Approaches to Project Management
There are several approaches that can be taken to project management, including phased, incremental and iterative approaches.
What is the Agile approach?
Whilst the “traditional” approach identifies a sequence of steps to be completed. This contrasts with the agile software development approach in which the project is seen as relatively small tasks rather than a complete process. The objective of this approach is to impose as little overhead as possible in the form of rationale, justification, documentation, reporting, meetings and permission. This approach may also be called the “spiral” approach, since completion of one of the small tasks leads to the beginning of the next. Advanced approaches to agile project management, applicable not only to software development but to any area, utilize the principles of human interaction management to deal with the complexities of human collaboration.

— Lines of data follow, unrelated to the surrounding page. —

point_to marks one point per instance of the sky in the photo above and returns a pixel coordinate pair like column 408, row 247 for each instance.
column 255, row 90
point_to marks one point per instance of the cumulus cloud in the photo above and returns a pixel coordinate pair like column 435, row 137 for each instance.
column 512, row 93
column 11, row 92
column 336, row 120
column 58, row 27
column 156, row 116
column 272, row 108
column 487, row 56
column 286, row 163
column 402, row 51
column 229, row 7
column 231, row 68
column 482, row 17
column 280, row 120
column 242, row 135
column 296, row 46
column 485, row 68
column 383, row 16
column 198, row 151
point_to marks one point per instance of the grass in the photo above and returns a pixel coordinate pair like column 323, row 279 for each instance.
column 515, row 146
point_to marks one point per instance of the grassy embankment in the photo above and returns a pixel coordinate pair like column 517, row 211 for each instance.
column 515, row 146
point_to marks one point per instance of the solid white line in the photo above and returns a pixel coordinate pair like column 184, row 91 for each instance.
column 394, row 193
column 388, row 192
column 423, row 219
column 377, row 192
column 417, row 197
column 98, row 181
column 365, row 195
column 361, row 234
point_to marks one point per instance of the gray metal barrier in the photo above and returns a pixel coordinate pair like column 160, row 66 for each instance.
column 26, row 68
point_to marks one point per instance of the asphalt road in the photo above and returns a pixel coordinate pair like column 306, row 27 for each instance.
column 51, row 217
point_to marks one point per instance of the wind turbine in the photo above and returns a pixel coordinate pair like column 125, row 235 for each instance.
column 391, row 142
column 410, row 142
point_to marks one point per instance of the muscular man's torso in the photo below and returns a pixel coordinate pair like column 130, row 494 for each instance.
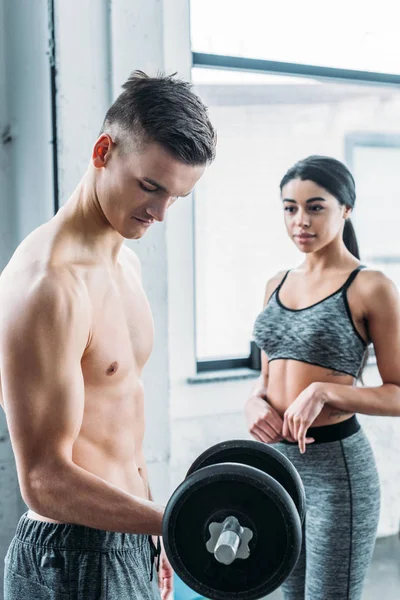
column 120, row 340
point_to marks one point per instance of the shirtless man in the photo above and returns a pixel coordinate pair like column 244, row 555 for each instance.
column 75, row 333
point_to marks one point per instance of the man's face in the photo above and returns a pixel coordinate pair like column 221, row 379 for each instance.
column 135, row 189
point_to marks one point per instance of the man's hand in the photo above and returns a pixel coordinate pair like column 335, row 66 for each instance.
column 263, row 421
column 165, row 576
column 302, row 413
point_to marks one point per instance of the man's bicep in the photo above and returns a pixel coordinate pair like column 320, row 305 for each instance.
column 42, row 382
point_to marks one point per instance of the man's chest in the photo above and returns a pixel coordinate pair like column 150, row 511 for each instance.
column 122, row 329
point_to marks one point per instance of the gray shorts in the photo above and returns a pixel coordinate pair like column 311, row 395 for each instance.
column 47, row 561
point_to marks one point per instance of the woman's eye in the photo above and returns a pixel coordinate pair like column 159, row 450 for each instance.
column 146, row 189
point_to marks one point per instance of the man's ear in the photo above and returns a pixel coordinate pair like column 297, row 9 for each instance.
column 347, row 212
column 101, row 151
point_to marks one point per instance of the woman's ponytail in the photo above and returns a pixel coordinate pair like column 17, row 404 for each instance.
column 350, row 239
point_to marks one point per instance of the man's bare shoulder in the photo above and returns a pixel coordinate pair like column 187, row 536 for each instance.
column 131, row 259
column 33, row 293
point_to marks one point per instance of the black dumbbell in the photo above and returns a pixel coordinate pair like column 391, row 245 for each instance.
column 233, row 528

What is the traditional approach to projects?
In the traditional approach, we can distinguish 5 phases or stages, in the development of a project:
Starting/Initiation, Planning, Executing, Monitoring and Controlling, Closing
Not all projects will visit every stage as projects can be terminated before they reach completion. Some projects probably don’t have the planning and/or the monitoring. Some projects will go through steps 2, 3 and 4 multiple times.
Many industries utilize variations on these stages and whilst the names may differ from industry to industry, the actual stages typically follow common steps to problem solving (defining the problem, weighing options, choosing a path, implementation and evaluation).
What are project variables?
Project management tries to gain control over common variables:
1. Time – The amount of time required to complete the project. Typically broken down for analytical purposes into the time required to complete the stages of the project, which is then further broken down into the time required to complete each task contributing to the completion of each stage.
2. Cost – Calculated from the time variable. Cost to develop an internal project is time multiplied by the cost of the team members involved. When hiring an independent consultant for a project, cost will typically be determined by the consultant or firm’s hourly rate multiplied by an estimated time to complete.
3. Quality – The amount of time put into individual tasks determines the overall quality of the project. Some tasks may require a given amount of time to complete adequately but given more time could be completed exceptionally. Over the course of a large project, quality can have a significant impact on time and cost (or vice versa).
4. Scope – Requirements specified for the end result. The overall definition of what the project is supposed to accomplish and a specific description of what the end result should be or accomplish.
5. Risk – Potential points of failure. Most risks or potential failures can be overcome or resolved, given enough time.
To keep control over the project from the beginning of the project all the way to its natural conclusion, a project manager uses a number of differing techniques.